Penerapan sistem pemilu hybrid diharapkan dapat memberikan partai politik lebih banyak opsi dalam menentukan kader-kader yang akan dimajukan. Hal ini diyakini dapat mengurangi praktik politik uang yang sering terjadi karena persaingan antarcalon yang ketat. "Sehingga dari situ partai punya opsi untuk menentukan mana kader-kader yang bisa diberikan kesempatan," tambahnya.
Perbaikan Database DPT dan Penanggulangan Politik Uang
Selain sistem pemilu hybrid, Dede Yusuf juga menekankan pentingnya pembenahan database Daftar Pemilih Tetap (DPT). Menurutnya, database DPT yang masih berantakan menjadi salah satu penyebab tingginya angka suara tidak sah, yang mencapai lebih dari 15 juta suara pada pemilu sebelumnya. Angka ini dianggap sangat signifikan dan menunjukkan adanya kekurangan dalam proses penyelenggaraan pemilu.
Dede Yusuf menyarankan agar dilakukan penyisiran berkala terhadap database DPT untuk meminimalisir jumlah suara tidak sah. "Database kita yang masih berantakan karena angka suara tidak sah mencapai 15 juta lebih, 15 juta lebih ini berarti kan sangat signifikan sekali. Itu adalah sebagai bukti kekurangcermatan para penyelenggara ataupun juga database yang ada," katanya. Ia menambahkan, "Harus ada screening setiap satu tahun atau setiap enam bulan itu di-screening kembali oleh kawan-kawan penyelenggara."
Perbaikan sistem pemilu juga harus dibarengi dengan upaya mengatasi politik uang. Dede Yusuf mengakui bahwa maraknya politik uang disebabkan oleh banyaknya calon yang tidak dikenal masyarakat, sehingga mereka terpaksa melakukan praktik transaksional untuk menarik perhatian pemilih. "Terlalu banyak calon yang tidak diketahui oleh masyarakat, akhirnya berlomba-lomba menawarkan transaksional, dan ketika opsinya makin banyak, masyarakat pun akhirnya jadinya seperti milih mana yang lebih besar," jelasnya.

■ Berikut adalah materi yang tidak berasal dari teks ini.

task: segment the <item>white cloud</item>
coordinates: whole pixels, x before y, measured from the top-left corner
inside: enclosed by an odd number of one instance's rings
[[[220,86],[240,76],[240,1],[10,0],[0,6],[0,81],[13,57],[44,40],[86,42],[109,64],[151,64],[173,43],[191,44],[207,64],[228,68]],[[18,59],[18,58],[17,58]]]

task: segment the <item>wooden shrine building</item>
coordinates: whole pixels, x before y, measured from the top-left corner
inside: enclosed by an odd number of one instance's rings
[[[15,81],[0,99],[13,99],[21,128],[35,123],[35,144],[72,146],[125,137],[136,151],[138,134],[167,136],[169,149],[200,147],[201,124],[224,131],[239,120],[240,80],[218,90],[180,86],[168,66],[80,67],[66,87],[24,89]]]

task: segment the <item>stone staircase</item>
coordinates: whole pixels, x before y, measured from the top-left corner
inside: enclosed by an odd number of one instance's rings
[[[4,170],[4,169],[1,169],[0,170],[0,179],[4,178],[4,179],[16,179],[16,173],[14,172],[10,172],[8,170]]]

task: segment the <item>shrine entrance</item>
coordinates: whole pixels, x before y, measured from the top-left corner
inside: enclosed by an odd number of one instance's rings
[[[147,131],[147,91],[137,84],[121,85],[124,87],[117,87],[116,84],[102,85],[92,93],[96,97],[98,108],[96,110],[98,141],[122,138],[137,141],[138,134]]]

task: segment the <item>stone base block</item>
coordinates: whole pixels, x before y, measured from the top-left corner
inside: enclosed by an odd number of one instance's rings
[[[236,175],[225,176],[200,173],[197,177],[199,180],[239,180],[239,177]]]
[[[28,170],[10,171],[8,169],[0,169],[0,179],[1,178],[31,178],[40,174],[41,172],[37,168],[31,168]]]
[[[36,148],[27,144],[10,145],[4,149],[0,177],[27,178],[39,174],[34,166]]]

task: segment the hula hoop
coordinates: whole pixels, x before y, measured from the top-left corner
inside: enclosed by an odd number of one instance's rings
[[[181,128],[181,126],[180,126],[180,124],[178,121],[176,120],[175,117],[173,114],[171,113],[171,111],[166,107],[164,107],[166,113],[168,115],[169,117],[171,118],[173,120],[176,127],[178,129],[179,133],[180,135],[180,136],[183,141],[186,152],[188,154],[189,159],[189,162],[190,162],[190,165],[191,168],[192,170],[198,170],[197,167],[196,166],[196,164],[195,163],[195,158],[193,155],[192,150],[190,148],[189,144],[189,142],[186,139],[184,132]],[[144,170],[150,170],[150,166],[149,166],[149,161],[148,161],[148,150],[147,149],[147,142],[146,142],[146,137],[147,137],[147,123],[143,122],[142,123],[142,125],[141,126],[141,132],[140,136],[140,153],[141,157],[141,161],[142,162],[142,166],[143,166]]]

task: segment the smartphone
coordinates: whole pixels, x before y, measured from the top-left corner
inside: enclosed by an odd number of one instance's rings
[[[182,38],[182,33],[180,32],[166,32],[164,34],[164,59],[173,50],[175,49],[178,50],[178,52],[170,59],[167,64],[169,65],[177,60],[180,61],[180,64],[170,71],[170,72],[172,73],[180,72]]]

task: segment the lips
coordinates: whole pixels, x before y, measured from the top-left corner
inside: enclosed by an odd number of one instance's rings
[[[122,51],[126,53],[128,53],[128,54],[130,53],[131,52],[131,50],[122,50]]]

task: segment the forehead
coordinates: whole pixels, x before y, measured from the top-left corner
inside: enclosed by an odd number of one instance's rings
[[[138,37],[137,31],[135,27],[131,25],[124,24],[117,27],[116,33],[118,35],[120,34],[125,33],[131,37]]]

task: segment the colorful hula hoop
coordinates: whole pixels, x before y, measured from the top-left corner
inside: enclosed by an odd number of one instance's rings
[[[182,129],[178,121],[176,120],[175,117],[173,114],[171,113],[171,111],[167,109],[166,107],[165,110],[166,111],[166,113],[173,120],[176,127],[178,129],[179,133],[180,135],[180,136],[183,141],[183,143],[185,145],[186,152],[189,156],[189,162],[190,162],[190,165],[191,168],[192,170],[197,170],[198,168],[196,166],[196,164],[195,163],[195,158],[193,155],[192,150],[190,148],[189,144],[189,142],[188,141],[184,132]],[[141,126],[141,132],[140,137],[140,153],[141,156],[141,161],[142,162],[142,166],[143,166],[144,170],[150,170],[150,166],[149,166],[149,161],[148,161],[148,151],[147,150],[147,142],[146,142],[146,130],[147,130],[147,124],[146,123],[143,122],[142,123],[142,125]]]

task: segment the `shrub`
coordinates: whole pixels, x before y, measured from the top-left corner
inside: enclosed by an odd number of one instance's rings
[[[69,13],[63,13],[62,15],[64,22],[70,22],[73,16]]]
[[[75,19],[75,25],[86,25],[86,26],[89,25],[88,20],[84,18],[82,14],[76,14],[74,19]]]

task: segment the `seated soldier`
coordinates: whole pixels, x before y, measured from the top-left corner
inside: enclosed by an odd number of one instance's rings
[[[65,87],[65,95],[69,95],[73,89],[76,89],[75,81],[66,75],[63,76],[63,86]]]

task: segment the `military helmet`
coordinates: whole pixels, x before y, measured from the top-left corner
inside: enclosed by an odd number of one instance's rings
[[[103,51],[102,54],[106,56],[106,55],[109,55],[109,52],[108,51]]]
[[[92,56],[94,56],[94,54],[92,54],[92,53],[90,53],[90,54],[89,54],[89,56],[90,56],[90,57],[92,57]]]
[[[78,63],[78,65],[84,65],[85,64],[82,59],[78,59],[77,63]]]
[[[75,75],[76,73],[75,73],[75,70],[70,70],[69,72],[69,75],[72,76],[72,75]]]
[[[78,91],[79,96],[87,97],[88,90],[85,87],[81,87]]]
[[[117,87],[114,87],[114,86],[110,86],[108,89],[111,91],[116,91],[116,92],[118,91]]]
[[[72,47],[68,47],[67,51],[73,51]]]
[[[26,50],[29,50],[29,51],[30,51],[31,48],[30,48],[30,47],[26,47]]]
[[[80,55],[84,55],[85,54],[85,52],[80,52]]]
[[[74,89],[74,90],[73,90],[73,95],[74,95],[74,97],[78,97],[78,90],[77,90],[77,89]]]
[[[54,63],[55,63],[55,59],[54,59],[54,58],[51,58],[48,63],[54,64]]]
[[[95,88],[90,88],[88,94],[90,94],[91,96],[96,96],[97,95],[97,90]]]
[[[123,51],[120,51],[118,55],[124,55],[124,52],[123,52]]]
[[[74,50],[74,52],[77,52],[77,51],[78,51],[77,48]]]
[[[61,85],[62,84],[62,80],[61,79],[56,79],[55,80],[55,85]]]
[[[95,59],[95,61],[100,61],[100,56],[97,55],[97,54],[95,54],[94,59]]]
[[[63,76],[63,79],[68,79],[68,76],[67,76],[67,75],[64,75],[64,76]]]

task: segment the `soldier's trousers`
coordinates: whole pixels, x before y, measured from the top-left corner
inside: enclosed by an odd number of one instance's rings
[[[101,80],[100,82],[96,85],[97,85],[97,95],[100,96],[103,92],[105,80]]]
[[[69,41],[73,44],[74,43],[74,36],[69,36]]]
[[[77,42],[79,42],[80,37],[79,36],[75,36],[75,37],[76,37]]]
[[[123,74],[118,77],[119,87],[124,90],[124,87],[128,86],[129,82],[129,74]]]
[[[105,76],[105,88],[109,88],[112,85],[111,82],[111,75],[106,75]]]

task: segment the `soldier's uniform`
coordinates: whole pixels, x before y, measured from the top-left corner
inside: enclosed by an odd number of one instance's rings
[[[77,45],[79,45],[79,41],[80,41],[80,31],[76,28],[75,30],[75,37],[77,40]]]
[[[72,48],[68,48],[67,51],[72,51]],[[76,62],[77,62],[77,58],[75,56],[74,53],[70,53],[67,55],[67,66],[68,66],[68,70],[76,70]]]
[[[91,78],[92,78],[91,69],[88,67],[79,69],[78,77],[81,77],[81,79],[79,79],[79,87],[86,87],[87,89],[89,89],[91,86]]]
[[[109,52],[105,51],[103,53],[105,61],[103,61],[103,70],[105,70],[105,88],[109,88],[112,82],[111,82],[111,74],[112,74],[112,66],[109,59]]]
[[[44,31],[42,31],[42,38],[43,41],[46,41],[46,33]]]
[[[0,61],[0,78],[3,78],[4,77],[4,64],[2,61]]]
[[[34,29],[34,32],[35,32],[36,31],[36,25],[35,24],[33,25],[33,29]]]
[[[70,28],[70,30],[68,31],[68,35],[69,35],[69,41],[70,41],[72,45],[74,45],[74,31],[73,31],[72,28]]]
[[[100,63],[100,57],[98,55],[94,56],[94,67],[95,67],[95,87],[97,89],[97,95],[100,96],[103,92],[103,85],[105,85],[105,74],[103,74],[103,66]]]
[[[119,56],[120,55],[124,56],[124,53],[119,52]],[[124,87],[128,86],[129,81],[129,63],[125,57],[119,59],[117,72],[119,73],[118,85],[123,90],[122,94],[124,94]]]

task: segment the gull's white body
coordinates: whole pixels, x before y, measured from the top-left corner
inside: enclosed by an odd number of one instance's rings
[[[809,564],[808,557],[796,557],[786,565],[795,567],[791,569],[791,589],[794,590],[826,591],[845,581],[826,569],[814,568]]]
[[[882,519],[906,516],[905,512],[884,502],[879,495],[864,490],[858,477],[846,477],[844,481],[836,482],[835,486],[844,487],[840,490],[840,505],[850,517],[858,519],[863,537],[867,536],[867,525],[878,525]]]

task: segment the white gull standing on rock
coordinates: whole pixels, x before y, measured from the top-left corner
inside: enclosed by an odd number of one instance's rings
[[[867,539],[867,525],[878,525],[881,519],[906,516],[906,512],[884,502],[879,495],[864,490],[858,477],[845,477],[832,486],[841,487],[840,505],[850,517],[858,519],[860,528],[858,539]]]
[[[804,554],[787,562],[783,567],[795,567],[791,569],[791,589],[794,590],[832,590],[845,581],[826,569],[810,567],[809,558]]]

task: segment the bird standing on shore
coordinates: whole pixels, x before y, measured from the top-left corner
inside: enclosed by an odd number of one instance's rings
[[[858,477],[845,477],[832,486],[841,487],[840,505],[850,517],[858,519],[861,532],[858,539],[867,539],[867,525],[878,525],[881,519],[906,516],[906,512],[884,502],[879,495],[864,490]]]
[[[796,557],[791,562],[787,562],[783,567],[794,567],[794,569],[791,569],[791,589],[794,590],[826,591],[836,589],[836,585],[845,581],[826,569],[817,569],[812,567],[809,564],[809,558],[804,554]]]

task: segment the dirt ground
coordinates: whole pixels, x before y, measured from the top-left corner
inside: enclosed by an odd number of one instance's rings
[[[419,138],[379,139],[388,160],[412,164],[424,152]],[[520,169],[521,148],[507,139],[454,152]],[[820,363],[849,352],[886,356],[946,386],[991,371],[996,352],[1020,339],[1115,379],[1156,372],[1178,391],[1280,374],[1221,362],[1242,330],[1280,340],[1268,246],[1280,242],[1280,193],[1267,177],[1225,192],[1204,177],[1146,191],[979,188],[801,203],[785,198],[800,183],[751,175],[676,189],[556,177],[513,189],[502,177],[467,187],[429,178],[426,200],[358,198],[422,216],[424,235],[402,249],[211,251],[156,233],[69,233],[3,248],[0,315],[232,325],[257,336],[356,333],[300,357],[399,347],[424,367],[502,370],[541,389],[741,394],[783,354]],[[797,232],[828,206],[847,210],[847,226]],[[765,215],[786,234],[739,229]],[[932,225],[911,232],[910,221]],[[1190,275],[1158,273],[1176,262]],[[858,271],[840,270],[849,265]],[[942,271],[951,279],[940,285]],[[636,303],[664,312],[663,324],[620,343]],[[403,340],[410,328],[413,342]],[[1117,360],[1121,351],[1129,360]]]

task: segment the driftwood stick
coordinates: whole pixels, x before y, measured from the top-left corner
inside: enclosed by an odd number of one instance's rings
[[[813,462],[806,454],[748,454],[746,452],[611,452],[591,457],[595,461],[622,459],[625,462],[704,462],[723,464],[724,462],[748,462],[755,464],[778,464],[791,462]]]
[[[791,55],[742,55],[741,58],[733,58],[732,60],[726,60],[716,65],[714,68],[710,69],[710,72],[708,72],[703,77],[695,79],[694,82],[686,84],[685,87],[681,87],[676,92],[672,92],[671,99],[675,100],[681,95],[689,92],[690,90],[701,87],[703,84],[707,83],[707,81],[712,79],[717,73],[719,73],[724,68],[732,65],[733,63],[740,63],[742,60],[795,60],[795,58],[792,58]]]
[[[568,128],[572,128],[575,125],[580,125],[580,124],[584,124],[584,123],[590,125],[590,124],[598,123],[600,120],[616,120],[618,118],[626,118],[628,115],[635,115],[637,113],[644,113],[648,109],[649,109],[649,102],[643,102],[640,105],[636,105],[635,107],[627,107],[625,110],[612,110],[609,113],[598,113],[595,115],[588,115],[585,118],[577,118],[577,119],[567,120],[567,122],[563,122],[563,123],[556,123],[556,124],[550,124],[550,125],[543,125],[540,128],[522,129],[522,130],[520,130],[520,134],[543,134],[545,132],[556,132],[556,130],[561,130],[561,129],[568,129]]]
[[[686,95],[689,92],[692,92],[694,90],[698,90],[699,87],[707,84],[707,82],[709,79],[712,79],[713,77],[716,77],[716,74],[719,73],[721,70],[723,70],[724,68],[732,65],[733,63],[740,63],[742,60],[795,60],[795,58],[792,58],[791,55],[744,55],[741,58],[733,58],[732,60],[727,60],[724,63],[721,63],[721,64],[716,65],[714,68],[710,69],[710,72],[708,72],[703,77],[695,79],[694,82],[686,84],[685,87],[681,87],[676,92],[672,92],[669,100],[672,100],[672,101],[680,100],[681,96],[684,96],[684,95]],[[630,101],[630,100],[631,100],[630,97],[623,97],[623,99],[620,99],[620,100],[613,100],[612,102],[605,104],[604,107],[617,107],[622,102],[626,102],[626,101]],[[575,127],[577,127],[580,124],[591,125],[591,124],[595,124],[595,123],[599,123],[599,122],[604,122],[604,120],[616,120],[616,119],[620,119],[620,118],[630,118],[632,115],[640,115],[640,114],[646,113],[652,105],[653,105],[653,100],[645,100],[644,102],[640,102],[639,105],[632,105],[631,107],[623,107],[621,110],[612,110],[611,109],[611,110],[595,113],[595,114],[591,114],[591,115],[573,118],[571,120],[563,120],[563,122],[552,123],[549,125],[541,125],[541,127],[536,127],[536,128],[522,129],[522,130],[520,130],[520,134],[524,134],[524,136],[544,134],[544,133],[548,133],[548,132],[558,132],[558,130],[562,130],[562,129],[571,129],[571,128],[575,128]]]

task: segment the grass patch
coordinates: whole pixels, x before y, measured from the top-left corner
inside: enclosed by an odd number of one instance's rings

Namun, Dede Yusuf menekankan bahwa mengatasi politik uang membutuhkan waktu dan proses yang matang. "Membutuhkan waktu yang tidak cepat, tidak terburu-buru, sehingga kelihatannya harus benar-benar dilakukan melalui sebuah proses yang matang dan tidak tergesa-gesa," tutupnya.
Kesimpulannya, usulan sistem pemilu hybrid, perbaikan database DPT, dan penanggulangan politik uang merupakan langkah-langkah penting yang perlu dipertimbangkan untuk meningkatkan kualitas penyelenggaraan pemilu di Indonesia. Perbaikan ini membutuhkan proses yang cermat dan tidak tergesa-gesa agar menghasilkan sistem pemilu yang lebih baik dan demokratis.